In literature, storms are quite often used to foreshadow major change of some sort.  Generally it's not happy change.  One of our neighbors became familiar with this concept the other night when a storm carrying high winds blew Redwood branch through one of their skylights.  That changed their night in a significant way and gave them a vent where their skylight used to be.

The bible contains a good many storms.  I can't think of any recorded there that describe scared, storm watching couples that should know better.  Still though, there are storms that get people thrown overboard, storms that wreck ships, storms that pass by without doing anything at all and even a storm that Jesus tells to be still. 
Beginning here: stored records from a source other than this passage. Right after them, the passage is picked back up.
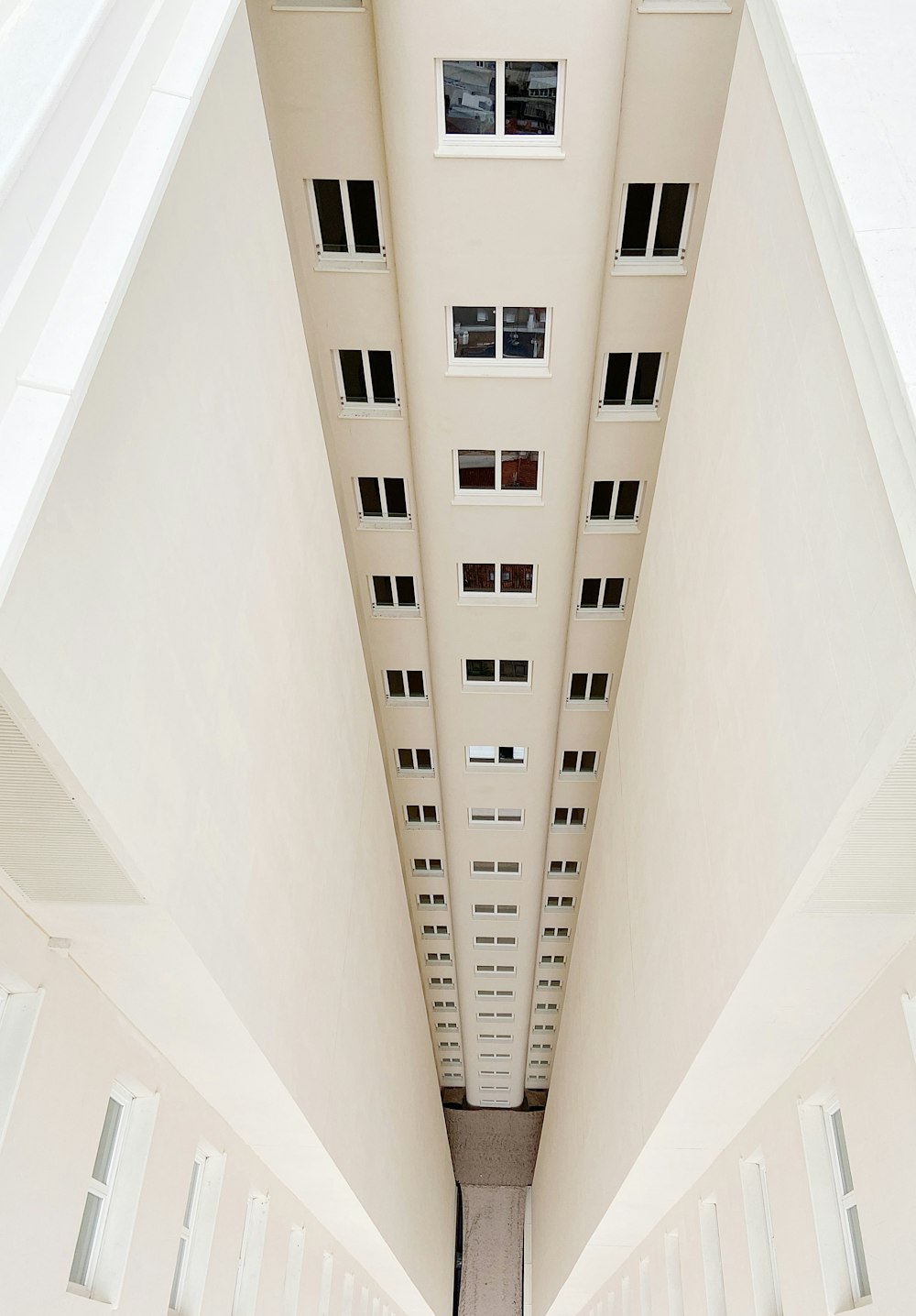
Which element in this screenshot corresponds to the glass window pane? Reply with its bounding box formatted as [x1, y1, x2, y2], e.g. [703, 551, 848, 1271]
[452, 307, 496, 359]
[503, 307, 548, 360]
[620, 183, 656, 256]
[346, 179, 382, 256]
[312, 178, 346, 253]
[633, 351, 662, 407]
[461, 562, 496, 594]
[442, 60, 496, 136]
[368, 351, 398, 405]
[506, 60, 557, 137]
[499, 449, 541, 489]
[338, 347, 368, 402]
[651, 183, 690, 256]
[70, 1192, 102, 1285]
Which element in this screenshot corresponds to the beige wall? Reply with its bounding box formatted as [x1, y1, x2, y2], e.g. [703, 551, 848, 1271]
[0, 12, 454, 1311]
[534, 18, 916, 1311]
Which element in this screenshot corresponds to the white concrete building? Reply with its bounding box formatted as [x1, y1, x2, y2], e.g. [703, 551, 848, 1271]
[0, 0, 916, 1316]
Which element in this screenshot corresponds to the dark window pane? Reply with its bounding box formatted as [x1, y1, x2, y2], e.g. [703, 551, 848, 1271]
[499, 658, 528, 680]
[368, 351, 398, 404]
[385, 477, 407, 516]
[499, 562, 534, 594]
[651, 183, 690, 256]
[458, 447, 496, 489]
[346, 179, 382, 256]
[620, 183, 656, 256]
[338, 347, 368, 402]
[373, 576, 395, 608]
[452, 307, 496, 359]
[588, 480, 614, 521]
[461, 562, 496, 594]
[602, 576, 624, 608]
[590, 671, 608, 700]
[395, 576, 417, 608]
[503, 307, 548, 360]
[579, 576, 602, 608]
[570, 671, 588, 699]
[358, 475, 382, 516]
[442, 60, 496, 136]
[464, 658, 496, 680]
[506, 60, 557, 137]
[633, 351, 662, 407]
[614, 480, 639, 521]
[500, 449, 541, 489]
[312, 178, 346, 253]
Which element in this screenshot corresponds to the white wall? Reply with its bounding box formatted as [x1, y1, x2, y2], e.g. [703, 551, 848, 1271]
[0, 5, 454, 1311]
[534, 10, 916, 1311]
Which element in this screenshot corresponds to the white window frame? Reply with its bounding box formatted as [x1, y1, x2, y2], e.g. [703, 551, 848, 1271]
[458, 565, 541, 608]
[452, 446, 545, 507]
[303, 179, 388, 274]
[332, 347, 401, 420]
[575, 576, 629, 621]
[590, 357, 667, 418]
[434, 55, 566, 159]
[353, 475, 413, 531]
[611, 179, 696, 274]
[445, 302, 552, 376]
[365, 571, 420, 619]
[461, 654, 534, 691]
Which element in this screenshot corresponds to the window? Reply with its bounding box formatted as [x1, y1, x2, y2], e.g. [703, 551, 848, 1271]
[305, 178, 385, 269]
[356, 475, 410, 529]
[455, 447, 542, 504]
[334, 347, 400, 417]
[458, 562, 534, 603]
[464, 745, 528, 767]
[467, 806, 525, 827]
[548, 860, 579, 878]
[471, 860, 521, 878]
[462, 658, 531, 685]
[615, 183, 693, 274]
[385, 668, 427, 703]
[440, 60, 562, 146]
[578, 576, 627, 617]
[585, 480, 642, 532]
[449, 307, 551, 375]
[404, 804, 438, 827]
[552, 806, 588, 829]
[368, 576, 420, 617]
[566, 671, 611, 707]
[597, 351, 665, 420]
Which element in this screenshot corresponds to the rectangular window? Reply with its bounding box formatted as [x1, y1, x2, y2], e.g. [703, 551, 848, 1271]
[597, 351, 665, 420]
[566, 671, 611, 707]
[334, 347, 400, 419]
[385, 668, 427, 703]
[578, 576, 627, 617]
[585, 480, 642, 532]
[437, 60, 563, 154]
[454, 447, 543, 505]
[615, 183, 693, 274]
[458, 562, 534, 603]
[305, 178, 385, 269]
[395, 749, 433, 776]
[449, 307, 551, 374]
[355, 475, 410, 529]
[464, 745, 528, 767]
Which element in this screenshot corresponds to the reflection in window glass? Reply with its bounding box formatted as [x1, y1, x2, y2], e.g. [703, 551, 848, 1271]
[442, 60, 495, 137]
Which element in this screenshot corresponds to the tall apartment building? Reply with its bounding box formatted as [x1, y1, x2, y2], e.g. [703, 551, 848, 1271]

Storms of one sort or another will find you wherever you are; it's the nature of who we are and where we live.  It's sometimes possible to the pick the kind of storm you want but avoiding them simply isn't possible.  Life has seasons and life has storms.  Life even has seasons of storms.  And sometimes we either wait in place too long, can't get out of the way fast enough or are just completely surprised and overcome by the onrushing fury. 

Often, our first response to a storm is denial.  That's a bit like the child that stands in front of you shivering, telling you they aren't cold because they don't want to stop playing long enough to come in and put on a jacket.  Or maybe like imagining that the lightning storm shaking the ground, ionizing the air and almost blinding you would never actually hit you.  Another common reaction is to hide the fact of the storm from others...like when our children with literally droopy eyes and slurred speech would tell us they weren't tired, bare seconds before they passed out. 

The truth is, we all live through and even with storms.  There's a theological word for acknowledging storms.  The word is this: confession.  Confession is not just a list of right and wrong, naughty and nice.  Neither is confession limited to only speaking the positive.  It's an invitation by the living God who spoke us to be utterly transparent with him and with each other.  It covers everything, finds us where we are and invites us into the reality of who he is and who we were spoken to be.

The best we can do really in response to a storm is to believe in God.  By that I don't mean believe that he exists, believe that he pre-, post-, a- millennial or believe that he's a list of attributes, or study how he's omni this or that or even memorize the Old and New Testament in the original languages.  I mean instead that the very best we can do is believe and accept that God is who he says he is, "I AM WHO I AM."  Because, if that's true, then we are who he spoke us to be, and the storm is what he says it is.

We've had so many people help us through our storms over the last five years it's literally impossible to call them all to mind...not to mention the people who have chosen to help us anonymously.  In part, they helped us because at one point, we just laid down in imperfect part at least, our pretense that everything was OK and that we weren't scared, hurt and vulnerable.  It's one of the hardest things Christy and I have done in either of our lives.  We didn't know it at the moment, but in that moment we turned and started running toward safety, toward the lodge, toward the stuffed chairs and the hearth fire.